Now, the people of Hawai‘i must seize this crucial opening to advocate for using these state lands to meet more basic human needs that increase the islands’ resiliency and self-sufficiency, especially in the face of climate change.
Keoni Lee, co‑CEO of Hawai’i Investment Ready, argues that Hawai‘i’s pre‑colonial economy — rooted in the non‑monetary ahupuaʻa system where “success was measured by the health and productivity of people and ‘āina” — offers a template for a regenerative future. He warns that today’s extraction‑driven, GDP‑focused model generates inequality and environmental harm. Lee is part of a growing movement in Hawaiʻi that is elevating models like Kumano I Ke Ala, a community-based social enterprise that restores and cultivates traditional agricultural lands and trains youth in the values that supported a once fully sustainable traditional Hawaiian food system.

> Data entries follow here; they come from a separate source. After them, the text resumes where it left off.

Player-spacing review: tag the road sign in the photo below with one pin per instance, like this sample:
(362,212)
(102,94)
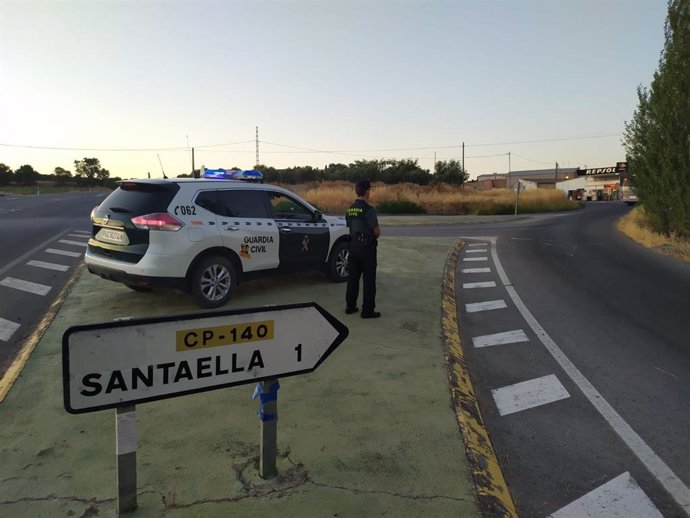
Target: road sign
(123,363)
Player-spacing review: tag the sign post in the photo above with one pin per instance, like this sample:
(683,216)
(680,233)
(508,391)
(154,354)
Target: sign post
(123,363)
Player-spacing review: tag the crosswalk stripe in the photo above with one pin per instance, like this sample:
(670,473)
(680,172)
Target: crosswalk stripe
(486,284)
(49,266)
(505,338)
(31,287)
(528,394)
(619,498)
(66,253)
(488,305)
(7,329)
(68,242)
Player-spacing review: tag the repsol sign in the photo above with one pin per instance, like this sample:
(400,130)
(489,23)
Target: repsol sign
(597,171)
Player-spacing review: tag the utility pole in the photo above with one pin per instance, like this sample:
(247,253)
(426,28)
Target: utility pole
(257,145)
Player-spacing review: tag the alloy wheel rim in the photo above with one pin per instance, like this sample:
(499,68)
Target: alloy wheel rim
(215,282)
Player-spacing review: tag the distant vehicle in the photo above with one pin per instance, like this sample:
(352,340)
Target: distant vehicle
(628,195)
(202,236)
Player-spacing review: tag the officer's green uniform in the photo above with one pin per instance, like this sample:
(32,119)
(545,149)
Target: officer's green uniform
(362,220)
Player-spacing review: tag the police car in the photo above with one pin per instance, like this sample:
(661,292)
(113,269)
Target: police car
(203,236)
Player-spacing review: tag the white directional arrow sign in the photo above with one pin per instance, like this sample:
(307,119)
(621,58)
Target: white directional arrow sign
(121,363)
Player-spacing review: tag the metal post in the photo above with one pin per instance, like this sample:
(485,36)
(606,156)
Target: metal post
(267,392)
(126,451)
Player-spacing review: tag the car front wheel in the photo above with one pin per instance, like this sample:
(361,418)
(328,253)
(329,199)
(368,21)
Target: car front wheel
(213,281)
(338,270)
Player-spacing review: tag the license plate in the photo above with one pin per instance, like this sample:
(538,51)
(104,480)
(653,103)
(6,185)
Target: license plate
(110,235)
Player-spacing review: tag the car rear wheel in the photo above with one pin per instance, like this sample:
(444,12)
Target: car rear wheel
(213,281)
(338,268)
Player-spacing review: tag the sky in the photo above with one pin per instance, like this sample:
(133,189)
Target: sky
(137,84)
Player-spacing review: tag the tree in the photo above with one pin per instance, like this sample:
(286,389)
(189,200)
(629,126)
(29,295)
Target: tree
(26,175)
(657,139)
(450,172)
(90,172)
(62,176)
(6,174)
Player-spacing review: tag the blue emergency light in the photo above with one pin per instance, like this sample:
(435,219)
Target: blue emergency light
(250,175)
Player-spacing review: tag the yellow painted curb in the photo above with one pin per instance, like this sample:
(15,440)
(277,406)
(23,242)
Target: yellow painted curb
(492,490)
(15,369)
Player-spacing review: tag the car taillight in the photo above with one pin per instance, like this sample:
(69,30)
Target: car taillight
(158,221)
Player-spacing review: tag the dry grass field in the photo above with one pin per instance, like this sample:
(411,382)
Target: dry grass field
(335,197)
(635,226)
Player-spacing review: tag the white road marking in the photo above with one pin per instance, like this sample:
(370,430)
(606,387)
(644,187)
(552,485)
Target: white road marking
(485,306)
(486,284)
(618,498)
(63,252)
(68,242)
(31,287)
(7,329)
(49,266)
(529,394)
(656,466)
(30,253)
(508,337)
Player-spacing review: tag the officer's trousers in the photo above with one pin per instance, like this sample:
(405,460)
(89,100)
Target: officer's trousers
(362,263)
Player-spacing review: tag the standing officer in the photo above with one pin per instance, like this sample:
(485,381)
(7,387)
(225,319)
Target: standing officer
(364,232)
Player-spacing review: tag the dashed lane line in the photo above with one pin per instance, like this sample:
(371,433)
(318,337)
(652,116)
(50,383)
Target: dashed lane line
(492,490)
(529,394)
(66,253)
(472,285)
(505,338)
(476,270)
(7,329)
(618,498)
(29,287)
(487,305)
(31,252)
(69,242)
(656,466)
(49,266)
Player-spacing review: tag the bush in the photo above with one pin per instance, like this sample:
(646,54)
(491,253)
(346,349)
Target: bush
(400,207)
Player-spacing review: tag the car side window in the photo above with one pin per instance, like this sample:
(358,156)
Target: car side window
(285,207)
(243,204)
(208,200)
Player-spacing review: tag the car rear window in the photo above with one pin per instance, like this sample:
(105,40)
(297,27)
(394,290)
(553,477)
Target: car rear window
(140,198)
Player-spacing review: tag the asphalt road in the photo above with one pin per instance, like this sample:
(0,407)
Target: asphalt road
(587,399)
(43,240)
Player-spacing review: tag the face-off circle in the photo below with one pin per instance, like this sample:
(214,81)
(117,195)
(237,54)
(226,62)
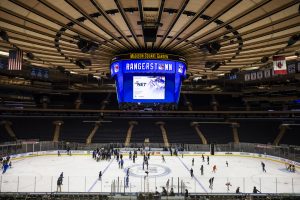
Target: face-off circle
(153,169)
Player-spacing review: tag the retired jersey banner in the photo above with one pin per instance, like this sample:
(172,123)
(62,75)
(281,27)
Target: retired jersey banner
(247,77)
(279,65)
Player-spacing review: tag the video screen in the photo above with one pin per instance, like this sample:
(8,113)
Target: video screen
(149,87)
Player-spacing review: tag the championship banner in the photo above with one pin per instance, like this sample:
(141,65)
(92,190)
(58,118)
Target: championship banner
(247,77)
(259,75)
(279,65)
(267,73)
(253,76)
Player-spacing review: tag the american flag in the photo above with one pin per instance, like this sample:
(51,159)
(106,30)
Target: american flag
(15,59)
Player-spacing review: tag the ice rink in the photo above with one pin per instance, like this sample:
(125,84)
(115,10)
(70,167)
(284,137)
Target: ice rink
(40,173)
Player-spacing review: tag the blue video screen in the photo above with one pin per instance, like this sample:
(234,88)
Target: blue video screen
(148,81)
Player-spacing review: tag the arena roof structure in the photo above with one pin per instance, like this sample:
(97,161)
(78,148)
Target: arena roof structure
(215,37)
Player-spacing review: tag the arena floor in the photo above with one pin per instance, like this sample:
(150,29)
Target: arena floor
(39,174)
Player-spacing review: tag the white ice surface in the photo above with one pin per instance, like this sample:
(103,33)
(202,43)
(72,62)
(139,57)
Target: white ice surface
(39,174)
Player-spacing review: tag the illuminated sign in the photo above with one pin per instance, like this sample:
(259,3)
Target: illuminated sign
(154,80)
(160,56)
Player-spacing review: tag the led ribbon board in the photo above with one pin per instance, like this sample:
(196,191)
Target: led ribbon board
(148,77)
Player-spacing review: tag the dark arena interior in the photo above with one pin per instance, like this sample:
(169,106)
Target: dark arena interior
(150,99)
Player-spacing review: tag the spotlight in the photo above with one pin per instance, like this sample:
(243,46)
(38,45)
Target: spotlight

Native Hawaiian advocates are building momentum toward a shift in the governance of resources in Hawaiʻi, which has been dominated by extractive and abusive industries, such as the military, for too long. While large‑scale stewardship projects exist, they are often treated as side ventures, and lack long‑term capital investments, like roads or schools. Investing in regenerative economies, Lee argues, could create thousands of place‑based jobs in restoration, farming, and renewable energy. “We’d keep more money circulating locally instead of leaking out, building real security from the inside out,” Lee explains. “Hawai‘i’s resilience is national security.”
By engaging in informed public debate about the economic, environmental, and cultural costs of the military’s footprint — and exploring repurposing the military’s footprint for community-driven, sustainable uses — Hawai‘i can transform from a base preparing for war into a beacon of peace, resilience, and Indigenous innovation.